Concernant les véhicules diesel, plusieurs points ont été évoqués : l'opportunité d'accorder la prime à la conversion sous condition de ressources, compte tenu de la part importante de personnes modestes parmi les détenteurs de véhicules anciens ; les progrès des véhicules récents en matière d'émissions par rapport au parc ancien ; et l'écart constaté entre les émissions réelles des véhicules et celles mesurées lors des tests d'homologation.

The Shift Project a centré son propos sur une approche quantitative de la transition énergétique, et sur la question de la compatibilité entre objectifs environnementaux et objectifs économiques. L'énergie étant une capacité à modifier l'espace, il reste nécessaire de disposer de beaucoup d'énergie si l'on souhaite réaliser un nombre élevé de transformations. L'énergie est un élément indispensable aux activités humaines, et la puissance économique reste liée à la quantité d'énergie consommée. Toutefois, la baisse structurelle de la croissance est une caractéristique essentielle du paysage dans lequel s'insère le projet de loi.

The Shift Project a souligné l'importance de décarboner l'économie, par une meilleure efficacité énergétique et par l'évolution du mix énergétique. La modification de la part du nucléaire n'apparaît toutefois pas comme une priorité dans le contexte actuel. En matière de logement, The Shift Project a proposé de développer un « passeport énergétique » permettant d'accompagner les logements dans la durée. En matière de transports, il serait souhaitable d'agir sur les flux domicile-travail, qui représentent un tiers des déplacements, en développant les réseaux de bus express autour des villes. Le développement du parc de véhicules consommant deux litres aux cent kilomètres nécessitera également des incitations publiques.
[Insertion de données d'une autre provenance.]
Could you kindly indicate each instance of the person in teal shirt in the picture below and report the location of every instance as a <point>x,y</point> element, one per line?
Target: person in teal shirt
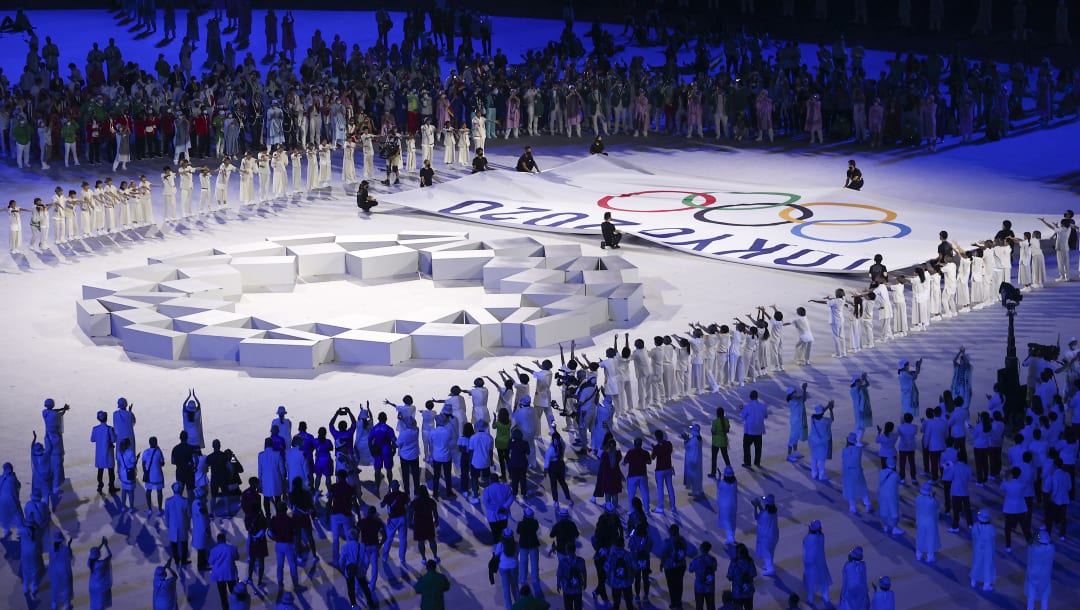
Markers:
<point>432,587</point>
Terra Nova a mis en avant les enjeux d'investissement liés à cette transition. La fondation a publié plusieurs notes qui soulignent la dimension européenne des questions énergétiques : les marchés de l'électricité, la politique gazière, le marché du carbone, la transition en Allemagne... Terra Nova a mentionné le lien historique entre énergie et croissance, et la difficulté à découpler activité économique et consommation d'énergie. La réduction de la consommation énergétique finale de 50 % d'ici 2050 apparaît donc comme l'objectif le plus ambitieux de la loi. L'énergie doit être un élément central de la relance des économies européennes par l'investissement. Ces investissements dans le secteur de l'énergie devront être soutenus par des décisions publiques car ils ne seront pas réalisés spontanément par les marchés, dont les signaux-prix sont incomplets et souvent perturbés à court terme. La complexité des décisions est accentuée par la multiplicité des objectifs, et la difficulté à les concilier : assurer l'indépendance énergétique du pays, préserver l'environnement, garantir l'efficacité économique de la production d'énergie, soutenir l'activité...

En matière d'investissements, les besoins sont particulièrement importants dans les secteurs de l'efficacité énergétique et des transports en commun. Pour le bâtiment, deux approches sont à privilégier : la rénovation des logements du parc social public et privé d'une part, et la rénovation du patrimoine public d'autre part, sur lequel The Shift Project et la fondation Nicolas Hulot ont élaboré un projet spécifique. Terra Nova a conclu son propos en soulignant le rôle clef de l'investissement local pour la transition énergétique, à concilier avec la réduction des dotations.


* 6Audition publique organisée par l'OPECST le 25 septembre 2014 sur le thème « le tournant énergétique allemand : quels enseignements pour la transition énergétique française ? ».

* 7Rapport d'information de MM. Marcel DENEUX, Louis NÈGRE et Mme Esther SITTLER fait au nom de la commission du développement durable sur un déplacement en Allemagne en juillet 2013 sur la transition énergétique allemande, 18 décembre 2013.